A fé, uma fé segura, sólida e feliz, pode-se
dizer que lhe saía por todos os poros do corpo e da alma. Acreditava mesmo em
Deus, acreditava mesmo em Jesus Cristo, único Salvador do mundo; acreditava
plenamente no chamado de todos à salvação que está em Cristo Jesus; acreditava,
com confiança de filho, na intercessão da santíssima Virgem Maria, em cujos
braços maternos se abandonara muito cedo, declarando-se Totus tuus! -”Todo
teu!”.
A ORAÇÃO, ESPELHO DA FÉ
Diz-se, com toda a razão, que a oração é o
espelho da fé. É pela oração que a alma se une a Deus, em plena intimidade; é
pela oração amorosamente contemplativa que os traços de Cristo se imprimem na
alma; é pela oração que os olhos vêem o mundo, a história, os homens – cada
homem – com a própria visão de Deus; e é pela oração que se pode chegar a
dizer, como São Paulo: Eu vivo, mas já não sou eu; é Cristo que vive em
mim. A minha vida presente, na carne, eu a vivo na fé no Filho de Deus, que me
amou e se entregou por mim (Gál 2, 20).
Pois bem, João Paulo II vivia literalmente
mergulhado na oração. E isso, mesmo para os que o ignoravam, se notava de uma
forma indisfarçável. Desde o início do seu pontificado – continuando, aliás,
com seus antigos hábitos de padre e de bispo – , levantava-se às 5,30 horas e,
depois de se arrumar, ia imediatamente à capela para fazer mais de uma hora de
oração íntima, ajoelhado diante do sacrário, perante um crucifixo e uma imagem
da Virgem Negra de Czestokowa [1].
No seu penúltimo livro, Levantai-vos!
Vamos![2], o
próprio Papa fala da alegria de ter a capela tão perto das dependências onde
trabalhava: “A capela fica tão próxima para que na vida do bispo tudo – a
pregação, as decisões, a pastoral – tenha início aos pés de Cristo, escondido
no Santíssimo Sacramento […]. Estou convencido de que a capela é um lugar de
onde provém uma inspiração particular. É um privilégio enorme poder habitar e
trabalhar no espaço dessa Presença, uma Presença que atrai, como um potente
ímã”. “Todas as grandes decisões – comentava um dos seus ajudantes – tomava-as
de joelhos em frente ao santíssimo Sacramento”.
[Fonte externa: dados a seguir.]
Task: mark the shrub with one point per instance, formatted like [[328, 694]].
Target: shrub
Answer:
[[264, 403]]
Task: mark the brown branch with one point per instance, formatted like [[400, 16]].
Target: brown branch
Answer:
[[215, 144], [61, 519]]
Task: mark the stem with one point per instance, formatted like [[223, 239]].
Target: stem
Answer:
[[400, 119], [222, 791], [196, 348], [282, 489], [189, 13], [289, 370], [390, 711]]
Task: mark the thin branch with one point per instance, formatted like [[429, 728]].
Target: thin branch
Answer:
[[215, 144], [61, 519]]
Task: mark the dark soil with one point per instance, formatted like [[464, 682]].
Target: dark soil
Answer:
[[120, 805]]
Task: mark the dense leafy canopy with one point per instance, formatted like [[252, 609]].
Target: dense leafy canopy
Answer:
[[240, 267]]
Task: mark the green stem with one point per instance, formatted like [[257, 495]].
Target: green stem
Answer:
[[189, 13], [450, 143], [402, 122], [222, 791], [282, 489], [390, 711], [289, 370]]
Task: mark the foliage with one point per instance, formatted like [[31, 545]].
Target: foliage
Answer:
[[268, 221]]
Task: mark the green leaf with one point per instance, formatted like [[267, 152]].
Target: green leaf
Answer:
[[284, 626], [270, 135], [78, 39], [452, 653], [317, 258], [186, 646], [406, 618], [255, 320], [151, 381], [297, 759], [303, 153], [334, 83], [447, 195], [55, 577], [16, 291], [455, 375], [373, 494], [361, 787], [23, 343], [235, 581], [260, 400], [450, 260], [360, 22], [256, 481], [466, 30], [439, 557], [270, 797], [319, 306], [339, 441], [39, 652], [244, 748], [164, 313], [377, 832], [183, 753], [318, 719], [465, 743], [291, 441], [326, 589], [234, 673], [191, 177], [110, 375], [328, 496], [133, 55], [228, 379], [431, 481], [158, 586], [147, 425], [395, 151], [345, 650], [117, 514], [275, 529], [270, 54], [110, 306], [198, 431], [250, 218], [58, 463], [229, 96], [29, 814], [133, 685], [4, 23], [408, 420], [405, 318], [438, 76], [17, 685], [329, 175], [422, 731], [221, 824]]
A capela era, realmente, o ímã constante,
irresistível, do dia-a-dia de João Paulo II. Nela, além da oração matutina e da
celebração da Santa Missa, rezava todos os dias a Liturgia das Horas. Na
capela, muitas vezes, das 9,30 às 11,00 horas, dedicava-se a escrever, anotando
sempre no cabeçalho de cada folha uma oração abreviada, uma jaculatória. Na
capela, guardava o que ele chamava a “geografia da sua oração”, pois, no
interior da parte de cima do genuflexório, as freiras que cuidavam da casa
pontifícia deixavam centenas de folhas datilografadas, com pedidos de oração
pessoal enviados por carta ao Papa por fiéis de todo o mundo, intenções pelas
quais fazia questão de rezar. Conta-se que um dos seus secretários, o Pe. John
Magee, procurou certa data o Papa nos seus aposentos e não o encontrou. Foi-lhe
indicado que o procurasse na capela, mas não o viu. Sugeriram-lhe, então, que
olhasse melhor, e lá descobriu efetivamente o Papa, prostrado no chão, em
adoração, diante do Sacrário.
Esse clima de oração estendia-se, como uma
onda cálida, a todas as atividades do dia. João Paulo II rezava constantemente:
entre as diversas reuniões, a caminho das audiências, no carro, num
helicóptero… Num terraço do Palácio Apostólico, onde mandara colocar as catorze
estações da Via Sacra, praticava essa devoção todas as sextas-feiras do ano e,
na Quaresma, todos os dias. Rezava o terço em diversos momentos da jornada, até
completar o Rosário. Um detalhe simpático: só dedicava ao descanso, após o almoço,
uns dez minutos; depois dos quais, enquanto outros repousavam, passeava pelos
jardins do Vaticano rezando o terço [3].
COM OS OLHOS DA FÉ
A oração, a intimidade com Deus, é a condição
imprescindível para que permaneçam abertos e argutos os olhos da fé. Na Missa
inicial do Conclave, dia 18 de abril de 2005, o cardeal Ratzinger dizia uma
verdade grande e simples: “Quanto mais amamos Jesus, tanto mais o conhecemos”.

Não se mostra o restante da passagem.